Peut-on demander la récusation d’un juge d’instruction ?

Comment récuser un juge d'instruction ?

« Le juge d’instruction n’est qu’à charge, Maître, peut-on en changer ?« 

À titre liminaire, il convient de rappeler que le juge d’instruction est un « super enquêteur » qui procède, aux termes de l’article 81 alinéa 1er du code de procédure pénale :

« conformément à la loi, à tous les actes d’information qu’il juge utiles à la manifestation de la vérité. Il instruit à charge et à décharge. »

Cela étant rappelé, il est en effet possible de demander à changer de juge d’instruction auquel cas sera-t-il déchargé de l’ affaire au profit d’un autre. On parle alors de « récusation » que prévoit l’article 668 du code de procédure pénale en ces termes :

« Tout juge ou conseiller peut être récusé pour les causes ci-après :

1° Si le juge ou son conjoint ou son partenaire lié par un pacte civil de solidarité ou son concubin sont parents ou alliés de l’une des parties ou de son conjoint, de son partenaire lié par un pacte civil de solidarité ou de son concubin jusqu’au degré de cousin issu de germain inclusivement.

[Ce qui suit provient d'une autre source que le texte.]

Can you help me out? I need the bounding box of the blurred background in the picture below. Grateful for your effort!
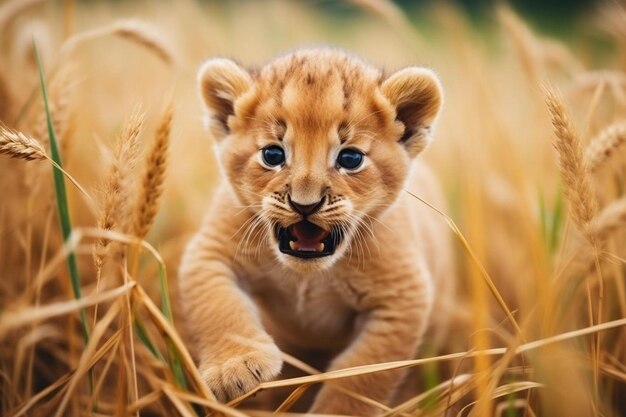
[1,0,625,416]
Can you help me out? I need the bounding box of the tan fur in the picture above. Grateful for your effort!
[179,48,453,414]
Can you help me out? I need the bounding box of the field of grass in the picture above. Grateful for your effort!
[1,0,626,415]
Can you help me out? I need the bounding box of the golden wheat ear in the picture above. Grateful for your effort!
[197,58,252,139]
[381,67,443,157]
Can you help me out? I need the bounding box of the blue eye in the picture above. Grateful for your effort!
[262,145,285,167]
[337,148,364,170]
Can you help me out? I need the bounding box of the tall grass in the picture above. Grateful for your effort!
[0,0,625,416]
[34,40,90,347]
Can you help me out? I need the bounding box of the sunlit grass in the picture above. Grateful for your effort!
[0,0,625,416]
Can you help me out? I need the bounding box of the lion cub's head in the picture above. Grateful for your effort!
[198,48,442,272]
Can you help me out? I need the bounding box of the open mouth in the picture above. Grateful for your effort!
[275,221,342,259]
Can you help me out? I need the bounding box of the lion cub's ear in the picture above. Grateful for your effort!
[198,58,253,139]
[381,67,443,158]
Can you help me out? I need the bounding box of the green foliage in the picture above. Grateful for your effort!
[539,185,564,255]
[34,41,91,346]
[34,40,95,403]
[159,264,188,390]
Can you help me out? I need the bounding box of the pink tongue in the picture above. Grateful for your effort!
[290,222,329,250]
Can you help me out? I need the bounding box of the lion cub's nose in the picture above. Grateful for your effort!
[288,195,325,216]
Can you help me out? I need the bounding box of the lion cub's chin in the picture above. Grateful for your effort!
[271,239,350,273]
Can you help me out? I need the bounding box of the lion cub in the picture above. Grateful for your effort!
[179,48,453,414]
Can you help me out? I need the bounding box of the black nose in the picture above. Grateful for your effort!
[288,195,325,216]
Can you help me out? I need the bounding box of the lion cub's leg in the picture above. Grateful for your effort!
[178,230,283,402]
[311,265,434,415]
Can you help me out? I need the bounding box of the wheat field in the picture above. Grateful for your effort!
[1,0,625,416]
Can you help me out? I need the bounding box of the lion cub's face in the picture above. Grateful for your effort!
[198,49,442,272]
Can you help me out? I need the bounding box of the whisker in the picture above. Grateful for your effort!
[231,212,260,240]
[352,208,394,234]
[235,211,266,262]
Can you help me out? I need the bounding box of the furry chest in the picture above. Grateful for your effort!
[244,274,357,350]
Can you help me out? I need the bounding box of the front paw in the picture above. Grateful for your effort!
[200,340,283,402]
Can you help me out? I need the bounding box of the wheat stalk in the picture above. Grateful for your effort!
[93,167,121,271]
[585,121,626,173]
[0,0,46,33]
[93,109,145,269]
[541,38,584,75]
[597,2,626,41]
[62,19,175,66]
[590,197,626,242]
[0,70,12,122]
[570,71,626,105]
[544,86,598,238]
[133,104,173,240]
[498,5,542,87]
[112,20,175,65]
[0,125,47,161]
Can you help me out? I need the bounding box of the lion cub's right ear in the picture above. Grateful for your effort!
[197,58,252,139]
[381,67,443,158]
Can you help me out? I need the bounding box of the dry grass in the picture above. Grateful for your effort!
[498,5,542,88]
[110,19,176,66]
[61,18,176,67]
[0,0,46,31]
[585,121,626,173]
[591,197,626,242]
[93,109,145,286]
[132,103,173,240]
[0,71,12,122]
[544,86,598,238]
[0,125,47,161]
[1,1,625,417]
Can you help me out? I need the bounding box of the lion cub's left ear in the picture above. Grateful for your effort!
[381,67,443,158]
[197,58,253,140]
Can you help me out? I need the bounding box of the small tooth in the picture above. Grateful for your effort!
[317,242,325,252]
[289,241,296,250]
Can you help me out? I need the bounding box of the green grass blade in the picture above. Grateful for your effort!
[505,392,517,417]
[34,41,95,408]
[134,317,165,361]
[539,192,548,245]
[539,185,564,255]
[34,41,90,346]
[550,186,564,253]
[158,264,187,390]
[421,344,439,411]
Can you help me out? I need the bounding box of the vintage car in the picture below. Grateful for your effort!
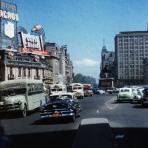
[117,87,134,102]
[49,92,78,100]
[40,95,81,122]
[141,87,148,106]
[132,88,144,103]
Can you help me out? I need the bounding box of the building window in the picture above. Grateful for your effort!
[28,68,31,77]
[23,68,26,77]
[18,67,21,77]
[36,68,39,77]
[8,67,14,80]
[10,67,13,76]
[42,69,45,78]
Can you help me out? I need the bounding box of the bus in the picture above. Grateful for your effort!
[49,84,67,95]
[0,79,46,117]
[83,84,93,97]
[68,83,84,99]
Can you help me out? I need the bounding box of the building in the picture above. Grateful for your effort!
[45,43,73,85]
[143,59,148,84]
[0,1,50,82]
[59,45,73,85]
[99,45,115,89]
[0,1,73,84]
[115,31,148,86]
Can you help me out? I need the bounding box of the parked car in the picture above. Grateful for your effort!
[117,87,134,102]
[40,97,81,122]
[132,88,144,103]
[96,89,105,95]
[141,87,148,106]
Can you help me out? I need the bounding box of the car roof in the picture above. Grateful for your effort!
[50,92,74,96]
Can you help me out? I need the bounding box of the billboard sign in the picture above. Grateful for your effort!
[21,32,41,50]
[20,32,49,56]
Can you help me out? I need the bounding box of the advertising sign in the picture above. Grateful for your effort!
[4,21,14,38]
[20,32,49,56]
[21,32,41,50]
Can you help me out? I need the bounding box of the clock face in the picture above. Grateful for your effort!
[4,21,15,38]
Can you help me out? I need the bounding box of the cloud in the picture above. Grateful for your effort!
[74,58,98,67]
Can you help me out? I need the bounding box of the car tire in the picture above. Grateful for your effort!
[71,114,76,122]
[20,105,27,117]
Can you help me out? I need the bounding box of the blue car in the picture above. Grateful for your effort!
[40,98,81,122]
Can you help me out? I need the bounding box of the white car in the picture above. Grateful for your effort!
[117,87,134,102]
[96,89,105,95]
[49,92,78,101]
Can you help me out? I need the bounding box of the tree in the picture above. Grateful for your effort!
[73,73,97,87]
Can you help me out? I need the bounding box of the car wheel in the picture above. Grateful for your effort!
[71,114,76,122]
[20,105,27,117]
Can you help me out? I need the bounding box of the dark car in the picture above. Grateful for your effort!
[40,98,81,122]
[141,87,148,106]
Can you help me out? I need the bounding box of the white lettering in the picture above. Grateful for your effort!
[0,10,19,21]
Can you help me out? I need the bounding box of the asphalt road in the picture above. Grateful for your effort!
[1,94,148,148]
[1,94,148,135]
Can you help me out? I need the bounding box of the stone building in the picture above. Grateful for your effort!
[99,45,115,89]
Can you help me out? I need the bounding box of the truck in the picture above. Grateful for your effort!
[83,84,93,97]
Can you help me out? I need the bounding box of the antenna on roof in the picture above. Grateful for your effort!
[103,38,105,46]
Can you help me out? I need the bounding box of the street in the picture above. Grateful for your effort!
[2,94,148,148]
[1,94,148,135]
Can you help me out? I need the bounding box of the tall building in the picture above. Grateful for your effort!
[115,31,148,86]
[99,45,115,89]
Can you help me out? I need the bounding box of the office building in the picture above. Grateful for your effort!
[115,31,148,86]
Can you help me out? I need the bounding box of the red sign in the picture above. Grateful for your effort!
[20,48,49,56]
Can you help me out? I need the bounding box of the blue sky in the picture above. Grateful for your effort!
[7,0,148,81]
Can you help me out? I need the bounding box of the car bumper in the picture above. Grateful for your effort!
[40,112,75,119]
[0,103,21,112]
[117,96,133,101]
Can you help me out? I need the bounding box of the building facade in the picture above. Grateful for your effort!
[0,1,51,82]
[99,45,115,89]
[115,31,148,86]
[45,43,73,85]
[0,1,73,84]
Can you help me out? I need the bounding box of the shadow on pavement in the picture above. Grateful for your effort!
[0,112,21,119]
[32,118,74,125]
[5,127,148,148]
[8,130,77,148]
[112,100,132,104]
[132,104,148,109]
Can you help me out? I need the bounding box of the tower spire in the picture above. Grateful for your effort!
[103,38,105,46]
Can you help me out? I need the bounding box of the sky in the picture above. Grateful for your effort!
[6,0,148,81]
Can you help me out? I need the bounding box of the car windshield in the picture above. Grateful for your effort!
[61,95,72,99]
[46,102,68,110]
[0,88,26,97]
[120,89,130,92]
[1,1,148,148]
[50,95,60,100]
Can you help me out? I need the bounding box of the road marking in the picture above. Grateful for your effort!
[105,96,118,110]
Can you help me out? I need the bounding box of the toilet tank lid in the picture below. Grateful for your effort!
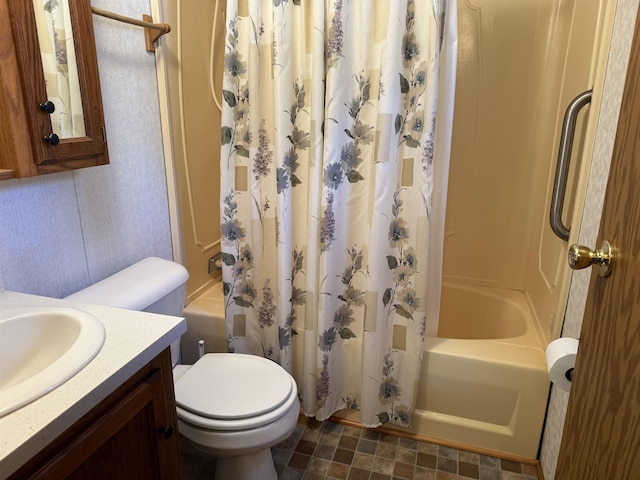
[65,257,189,311]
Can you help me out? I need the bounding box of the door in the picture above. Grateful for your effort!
[555,9,640,479]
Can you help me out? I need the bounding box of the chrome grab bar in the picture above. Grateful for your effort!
[549,90,592,241]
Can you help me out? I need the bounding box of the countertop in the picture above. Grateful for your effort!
[0,290,186,479]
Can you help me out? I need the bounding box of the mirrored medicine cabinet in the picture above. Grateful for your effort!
[0,0,108,180]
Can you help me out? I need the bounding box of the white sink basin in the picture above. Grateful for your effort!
[0,307,105,417]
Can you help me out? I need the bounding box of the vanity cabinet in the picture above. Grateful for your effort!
[7,348,182,480]
[0,0,108,180]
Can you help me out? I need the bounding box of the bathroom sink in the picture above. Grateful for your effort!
[0,307,105,417]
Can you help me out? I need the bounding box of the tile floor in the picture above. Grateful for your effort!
[181,416,540,480]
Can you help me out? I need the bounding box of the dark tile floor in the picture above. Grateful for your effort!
[181,416,540,480]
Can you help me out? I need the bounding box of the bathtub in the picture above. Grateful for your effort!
[182,280,549,459]
[406,282,549,459]
[180,282,227,365]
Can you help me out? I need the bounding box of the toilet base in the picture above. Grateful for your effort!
[215,448,276,480]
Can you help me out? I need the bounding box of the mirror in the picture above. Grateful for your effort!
[1,0,108,177]
[32,0,85,139]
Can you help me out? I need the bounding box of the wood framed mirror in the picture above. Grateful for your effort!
[1,0,108,178]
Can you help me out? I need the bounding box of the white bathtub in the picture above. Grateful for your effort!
[409,282,549,459]
[180,283,226,365]
[182,280,549,459]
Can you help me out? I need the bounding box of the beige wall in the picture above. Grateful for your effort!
[444,0,615,342]
[158,0,225,301]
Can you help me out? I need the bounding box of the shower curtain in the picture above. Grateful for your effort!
[220,0,457,427]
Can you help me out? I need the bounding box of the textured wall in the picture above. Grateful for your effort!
[539,1,639,478]
[0,0,172,298]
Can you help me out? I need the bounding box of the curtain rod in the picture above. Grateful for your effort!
[91,6,171,52]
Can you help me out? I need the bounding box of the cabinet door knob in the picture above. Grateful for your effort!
[40,100,56,114]
[159,425,174,439]
[44,133,60,145]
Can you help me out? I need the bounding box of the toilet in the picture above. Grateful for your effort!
[65,257,299,480]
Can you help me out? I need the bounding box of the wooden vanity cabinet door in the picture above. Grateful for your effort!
[47,370,170,479]
[8,349,182,480]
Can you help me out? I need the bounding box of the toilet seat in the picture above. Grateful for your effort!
[175,353,298,431]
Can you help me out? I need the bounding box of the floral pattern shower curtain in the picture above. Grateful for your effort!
[221,0,455,427]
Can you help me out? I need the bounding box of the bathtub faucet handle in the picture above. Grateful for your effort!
[568,240,613,277]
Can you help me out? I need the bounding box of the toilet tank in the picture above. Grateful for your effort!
[65,257,189,364]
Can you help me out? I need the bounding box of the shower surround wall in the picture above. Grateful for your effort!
[444,0,614,344]
[0,0,173,297]
[155,0,225,302]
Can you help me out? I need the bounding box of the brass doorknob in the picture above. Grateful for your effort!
[568,240,613,277]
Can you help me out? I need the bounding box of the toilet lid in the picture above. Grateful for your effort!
[175,353,294,422]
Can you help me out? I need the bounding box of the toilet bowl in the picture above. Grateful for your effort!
[65,257,298,480]
[174,353,299,479]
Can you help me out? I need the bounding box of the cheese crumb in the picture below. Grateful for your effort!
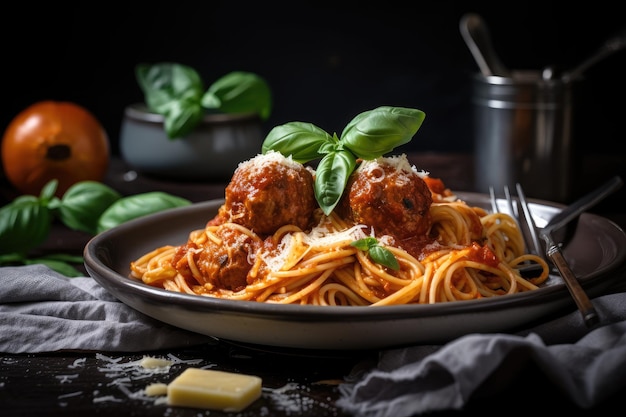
[167,368,262,412]
[140,356,173,369]
[145,383,168,396]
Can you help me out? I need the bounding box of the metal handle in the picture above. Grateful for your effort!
[545,239,599,327]
[459,13,510,77]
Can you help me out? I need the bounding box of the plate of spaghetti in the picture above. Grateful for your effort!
[84,151,626,350]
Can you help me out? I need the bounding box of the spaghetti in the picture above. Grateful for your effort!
[130,153,550,306]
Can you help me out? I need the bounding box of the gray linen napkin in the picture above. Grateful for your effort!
[0,264,213,353]
[337,291,626,416]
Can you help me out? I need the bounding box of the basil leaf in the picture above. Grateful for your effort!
[161,99,205,138]
[0,252,84,277]
[57,181,122,235]
[262,106,426,213]
[39,179,59,202]
[314,149,356,215]
[262,122,333,163]
[97,192,191,233]
[350,237,377,251]
[0,195,53,254]
[38,253,85,263]
[23,257,84,277]
[0,252,26,264]
[136,62,204,113]
[202,71,272,120]
[350,237,400,271]
[135,63,206,139]
[340,106,425,159]
[369,245,400,271]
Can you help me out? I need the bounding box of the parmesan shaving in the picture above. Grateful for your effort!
[145,383,168,396]
[261,222,368,273]
[140,356,173,369]
[305,224,368,248]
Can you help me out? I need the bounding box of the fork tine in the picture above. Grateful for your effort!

La récusation peut être exercée contre le juge, même au cas de divorce ou de décès de son conjoint, de son partenaire lié par un pacte civil de solidarité ou de son concubin, s’il a été allié d’une des parties jusqu’au deuxième degré inclusivement ;

2° Si le juge ou son conjoint ou son partenaire lié par un pacte civil de solidarité ou son concubin, si les personnes dont il est tuteur, subrogé tuteur, curateur ou conseil judiciaire, si les sociétés ou associations à l’administration ou à la surveillance desquelles il participe ont intérêt dans la contestation ;

3° Si le juge ou son conjoint ou son partenaire lié par un pacte civil de solidarité ou son concubin, est parent ou allié, jusqu’au degré indiqué ci-dessus, du tuteur, subrogé tuteur, curateur ou conseil judiciaire d’une des parties ou d’un administrateur, directeur ou gérant d’une société, partie en cause ;

4° Si le juge ou son conjoint ou son partenaire lié par un pacte civil de solidarité ou son concubin, se trouve dans une situation de dépendance vis-à-vis d’une des parties ;

5° Si le juge a connu du procès comme magistrat, arbitre ou conseil, ou s’il a déposé comme témoin sur les faits du procès ;

6° S’il y a eu procès entre le juge, son conjoint, son partenaire lié par un pacte civil de solidarité ou son concubin leurs parents ou alliés en ligne directe, et l’une des parties, son conjoint, ou ses parents ou alliés dans la même ligne ;

7° Si le juge ou son conjoint ou son partenaire lié par un pacte civil de solidarité ou son concubin, ont un procès devant un tribunal où l’une des parties est juge ;

8° Si le juge ou son conjoint ou son partenaire lié par un pacte civil de solidarité ou son concubin, leurs parents ou alliés en ligne directe ont un différend sur pareille question que celle débattue entre les parties ;

9° S’il y a eu entre le juge ou son conjoint ou son partenaire lié par un pacte civil de solidarité ou son concubin et une des parties toutes manifestations assez graves pour faire suspecter son impartialité.« 

Il s’en déduit quatre causes de récusation tenant à :

  • La parenté ou l’alliance entre le juge et une partie;
  • La communauté ou la contradiction d’intérêts entre le juge et une partie;
  • La connaissance antérieure de l’affaire par le juge;
  • La manifestation de partialité du juge.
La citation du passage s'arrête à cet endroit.